What is the value of a bond that has an annual coupon of 12%, a maturity of 5 years and the market yield is currently at 8%?
What is the value of a bond that has an annual coupon of 7%, a maturity of 10 years and the market yield is currently at 8%?
What is the value of a bond that has an annual coupon of 8%, a maturity of 15 years and the market yield is currently at 8%?

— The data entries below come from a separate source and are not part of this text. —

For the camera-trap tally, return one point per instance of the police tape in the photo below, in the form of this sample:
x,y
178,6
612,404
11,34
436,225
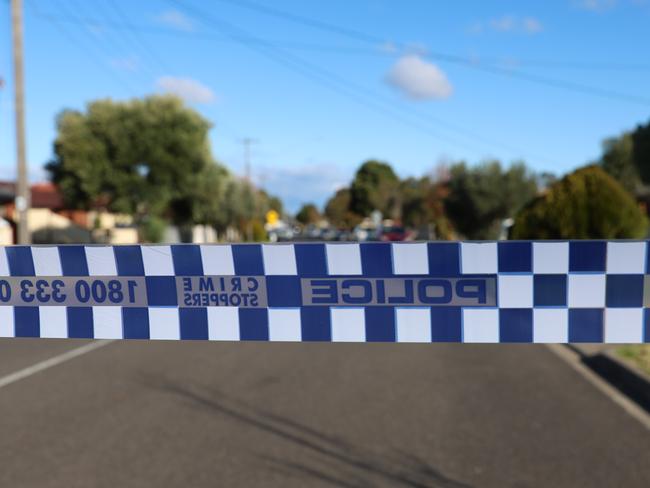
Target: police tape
x,y
508,291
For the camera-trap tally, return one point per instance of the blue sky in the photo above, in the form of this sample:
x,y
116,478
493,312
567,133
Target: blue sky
x,y
410,82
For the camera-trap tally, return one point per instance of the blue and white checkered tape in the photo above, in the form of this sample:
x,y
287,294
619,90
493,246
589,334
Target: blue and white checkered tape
x,y
510,291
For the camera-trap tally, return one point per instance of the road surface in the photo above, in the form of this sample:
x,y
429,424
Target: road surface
x,y
283,415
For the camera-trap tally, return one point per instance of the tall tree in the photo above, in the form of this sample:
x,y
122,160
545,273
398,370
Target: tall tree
x,y
627,158
308,214
586,204
482,196
375,187
337,210
142,157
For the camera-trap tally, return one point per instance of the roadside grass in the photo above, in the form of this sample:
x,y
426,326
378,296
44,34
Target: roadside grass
x,y
639,354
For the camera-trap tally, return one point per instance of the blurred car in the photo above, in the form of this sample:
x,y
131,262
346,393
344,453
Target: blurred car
x,y
396,233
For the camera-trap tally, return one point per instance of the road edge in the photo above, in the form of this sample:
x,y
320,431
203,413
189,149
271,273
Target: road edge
x,y
576,361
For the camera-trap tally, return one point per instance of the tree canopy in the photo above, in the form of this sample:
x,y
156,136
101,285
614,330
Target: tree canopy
x,y
142,156
308,214
586,204
375,187
482,196
627,158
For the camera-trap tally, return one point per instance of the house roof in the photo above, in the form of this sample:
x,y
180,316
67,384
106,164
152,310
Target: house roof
x,y
43,195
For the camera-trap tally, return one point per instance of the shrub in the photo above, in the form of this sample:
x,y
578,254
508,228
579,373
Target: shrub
x,y
586,204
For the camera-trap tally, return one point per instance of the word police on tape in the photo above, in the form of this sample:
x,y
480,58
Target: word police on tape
x,y
519,291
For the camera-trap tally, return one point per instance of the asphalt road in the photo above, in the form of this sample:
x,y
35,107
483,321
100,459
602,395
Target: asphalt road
x,y
282,415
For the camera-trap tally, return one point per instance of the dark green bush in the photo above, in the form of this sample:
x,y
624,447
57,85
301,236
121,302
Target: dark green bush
x,y
586,204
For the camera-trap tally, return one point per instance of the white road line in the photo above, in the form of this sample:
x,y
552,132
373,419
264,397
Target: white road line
x,y
573,360
51,362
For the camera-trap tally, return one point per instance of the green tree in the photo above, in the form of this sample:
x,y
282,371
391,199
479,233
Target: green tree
x,y
337,210
586,204
423,205
482,196
627,158
308,214
375,187
143,157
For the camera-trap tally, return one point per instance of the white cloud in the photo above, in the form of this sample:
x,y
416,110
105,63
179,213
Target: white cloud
x,y
129,63
595,5
186,88
419,79
508,23
309,183
177,20
531,25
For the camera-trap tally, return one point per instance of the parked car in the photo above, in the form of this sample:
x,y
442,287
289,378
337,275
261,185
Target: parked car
x,y
396,233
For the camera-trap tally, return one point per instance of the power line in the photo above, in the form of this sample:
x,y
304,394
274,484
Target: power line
x,y
504,61
119,43
358,94
138,39
315,73
84,47
364,37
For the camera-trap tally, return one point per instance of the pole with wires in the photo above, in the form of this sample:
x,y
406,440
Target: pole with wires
x,y
22,187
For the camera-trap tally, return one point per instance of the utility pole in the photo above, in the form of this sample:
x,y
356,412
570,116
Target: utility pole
x,y
22,187
247,141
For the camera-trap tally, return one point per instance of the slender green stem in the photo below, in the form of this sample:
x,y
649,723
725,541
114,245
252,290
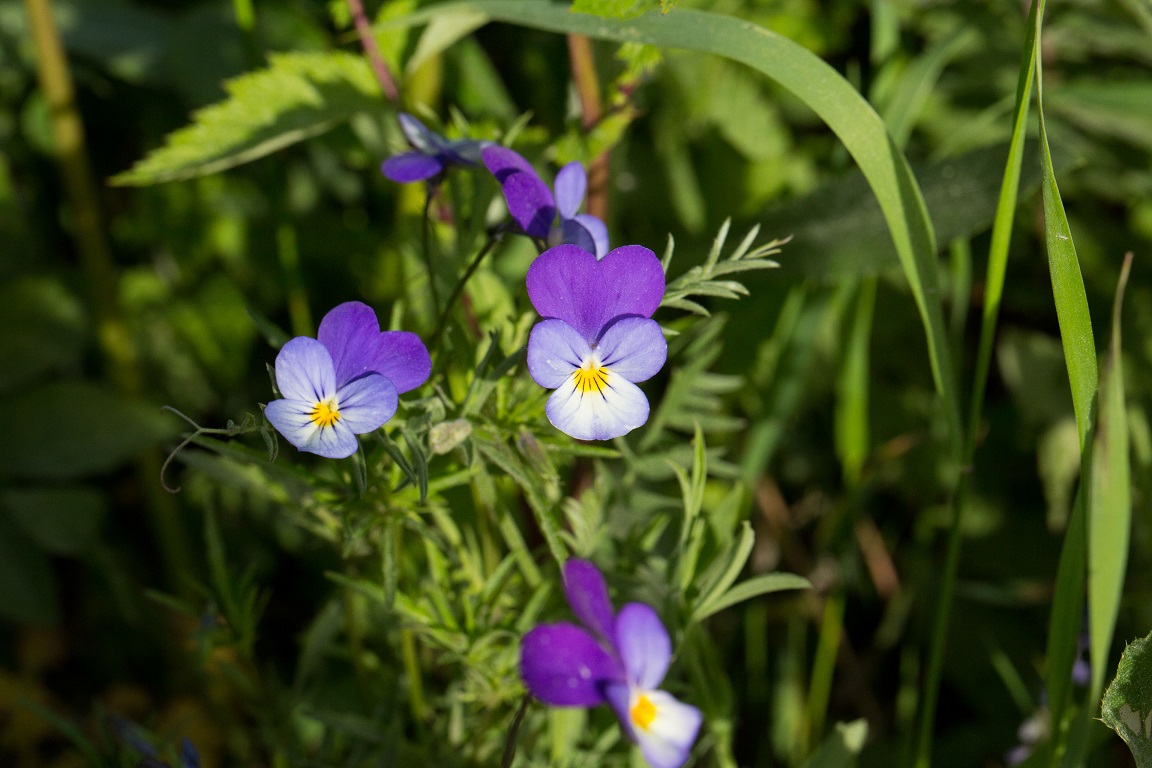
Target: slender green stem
x,y
459,288
509,753
425,248
99,267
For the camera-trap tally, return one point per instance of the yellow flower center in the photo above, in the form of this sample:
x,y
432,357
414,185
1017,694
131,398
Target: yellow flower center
x,y
325,413
592,377
643,712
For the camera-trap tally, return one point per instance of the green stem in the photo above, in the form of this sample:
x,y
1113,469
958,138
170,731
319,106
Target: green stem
x,y
459,288
99,268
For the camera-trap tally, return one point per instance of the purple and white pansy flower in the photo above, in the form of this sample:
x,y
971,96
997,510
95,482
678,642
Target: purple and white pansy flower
x,y
431,153
596,340
536,210
346,382
615,659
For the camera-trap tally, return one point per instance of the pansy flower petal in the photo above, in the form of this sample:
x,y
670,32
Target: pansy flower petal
x,y
403,358
554,351
350,332
529,199
643,644
293,418
662,727
571,232
304,371
634,348
565,282
570,184
411,166
588,594
417,134
634,279
366,403
599,232
613,410
563,666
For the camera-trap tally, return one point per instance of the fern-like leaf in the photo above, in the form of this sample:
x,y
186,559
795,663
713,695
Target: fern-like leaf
x,y
702,281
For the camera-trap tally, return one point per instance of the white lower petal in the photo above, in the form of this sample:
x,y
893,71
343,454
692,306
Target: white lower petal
x,y
667,739
612,411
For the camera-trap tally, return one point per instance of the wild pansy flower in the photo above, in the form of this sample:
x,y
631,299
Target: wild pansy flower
x,y
596,341
431,153
346,382
618,659
532,205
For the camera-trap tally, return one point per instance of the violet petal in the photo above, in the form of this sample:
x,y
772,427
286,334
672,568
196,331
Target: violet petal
x,y
571,183
599,232
634,348
643,644
411,166
304,371
565,282
588,594
563,666
634,278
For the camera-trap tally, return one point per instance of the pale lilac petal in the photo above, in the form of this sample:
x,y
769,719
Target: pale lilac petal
x,y
366,403
403,358
643,645
667,739
565,282
529,199
563,666
304,371
350,333
588,594
293,418
554,351
613,412
634,348
634,278
599,232
571,232
417,134
411,166
571,183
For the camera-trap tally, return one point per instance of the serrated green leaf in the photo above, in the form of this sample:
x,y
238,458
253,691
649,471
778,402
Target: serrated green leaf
x,y
296,97
1127,704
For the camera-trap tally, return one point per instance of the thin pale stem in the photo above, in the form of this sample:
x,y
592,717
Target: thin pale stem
x,y
459,288
588,88
372,51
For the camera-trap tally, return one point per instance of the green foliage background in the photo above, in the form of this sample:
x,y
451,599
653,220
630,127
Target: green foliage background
x,y
366,611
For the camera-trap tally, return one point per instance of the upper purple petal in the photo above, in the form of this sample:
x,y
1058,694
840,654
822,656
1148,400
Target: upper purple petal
x,y
417,134
571,183
565,282
599,232
411,166
588,594
349,332
571,232
635,279
529,199
304,371
563,666
633,347
643,644
353,336
554,351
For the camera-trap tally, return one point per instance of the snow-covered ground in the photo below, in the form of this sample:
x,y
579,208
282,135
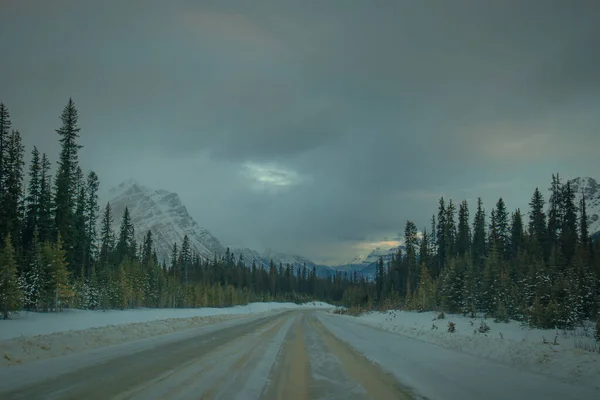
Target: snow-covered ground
x,y
571,359
33,336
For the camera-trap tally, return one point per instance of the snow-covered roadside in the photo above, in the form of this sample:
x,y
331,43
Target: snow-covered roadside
x,y
507,343
34,336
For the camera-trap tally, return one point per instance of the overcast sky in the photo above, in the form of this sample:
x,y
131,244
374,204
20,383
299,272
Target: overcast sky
x,y
315,127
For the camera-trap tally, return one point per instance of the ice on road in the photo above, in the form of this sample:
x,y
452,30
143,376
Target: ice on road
x,y
299,354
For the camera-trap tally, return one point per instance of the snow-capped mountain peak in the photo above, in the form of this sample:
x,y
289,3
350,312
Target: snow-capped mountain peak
x,y
164,214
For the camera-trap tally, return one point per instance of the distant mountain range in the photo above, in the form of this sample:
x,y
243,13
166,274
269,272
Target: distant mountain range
x,y
163,213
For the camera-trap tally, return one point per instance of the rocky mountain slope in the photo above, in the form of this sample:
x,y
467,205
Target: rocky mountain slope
x,y
163,213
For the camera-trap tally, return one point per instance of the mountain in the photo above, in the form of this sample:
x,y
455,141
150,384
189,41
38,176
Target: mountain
x,y
264,260
365,265
591,189
163,213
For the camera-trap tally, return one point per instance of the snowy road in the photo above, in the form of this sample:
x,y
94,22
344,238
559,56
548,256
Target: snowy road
x,y
289,355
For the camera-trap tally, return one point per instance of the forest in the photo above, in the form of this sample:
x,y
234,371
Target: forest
x,y
59,251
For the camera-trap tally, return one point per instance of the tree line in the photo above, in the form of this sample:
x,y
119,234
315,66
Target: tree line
x,y
544,272
53,256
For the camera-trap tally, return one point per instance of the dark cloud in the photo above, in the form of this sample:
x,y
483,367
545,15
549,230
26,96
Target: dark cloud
x,y
312,126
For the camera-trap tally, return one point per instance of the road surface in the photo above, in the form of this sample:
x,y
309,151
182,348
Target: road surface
x,y
290,355
286,356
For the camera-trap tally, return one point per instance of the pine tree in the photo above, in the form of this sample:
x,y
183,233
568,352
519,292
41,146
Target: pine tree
x,y
502,229
479,237
463,241
147,248
66,178
12,206
184,258
538,230
78,268
442,245
126,238
517,235
45,221
91,217
5,125
568,234
584,235
33,198
107,239
59,274
411,243
10,293
450,230
555,217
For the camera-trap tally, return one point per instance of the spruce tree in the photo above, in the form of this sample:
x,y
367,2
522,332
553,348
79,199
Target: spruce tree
x,y
463,241
442,229
538,229
584,235
91,217
45,221
125,237
184,258
450,230
411,242
32,200
555,217
10,293
66,179
517,235
568,234
107,239
12,204
5,125
147,248
479,236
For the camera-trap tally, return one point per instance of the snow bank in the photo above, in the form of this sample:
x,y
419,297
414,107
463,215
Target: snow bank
x,y
507,343
435,372
34,336
31,323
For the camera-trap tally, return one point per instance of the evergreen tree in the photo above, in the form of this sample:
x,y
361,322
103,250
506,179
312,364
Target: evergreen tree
x,y
10,293
502,229
450,230
79,268
442,229
584,235
538,230
91,217
568,234
185,257
126,232
148,248
59,283
479,237
66,178
411,243
33,198
107,238
12,206
555,217
45,221
517,235
5,125
463,242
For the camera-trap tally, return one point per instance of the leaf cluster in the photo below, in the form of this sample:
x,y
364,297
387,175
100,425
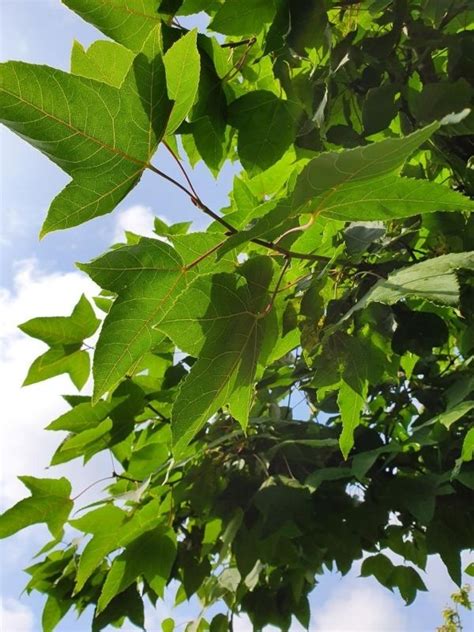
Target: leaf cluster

What is the value of a bond that has an annual coupon of 9%, a maturity of 20 years and the market yield is currently at 8%?
What is the interest on a $1,000 zero coupon bond with a yield of 6.75% for 2 years?
What is the yield of a $1,000 zero coupon bond maturing in 3 years purchased at $834.887?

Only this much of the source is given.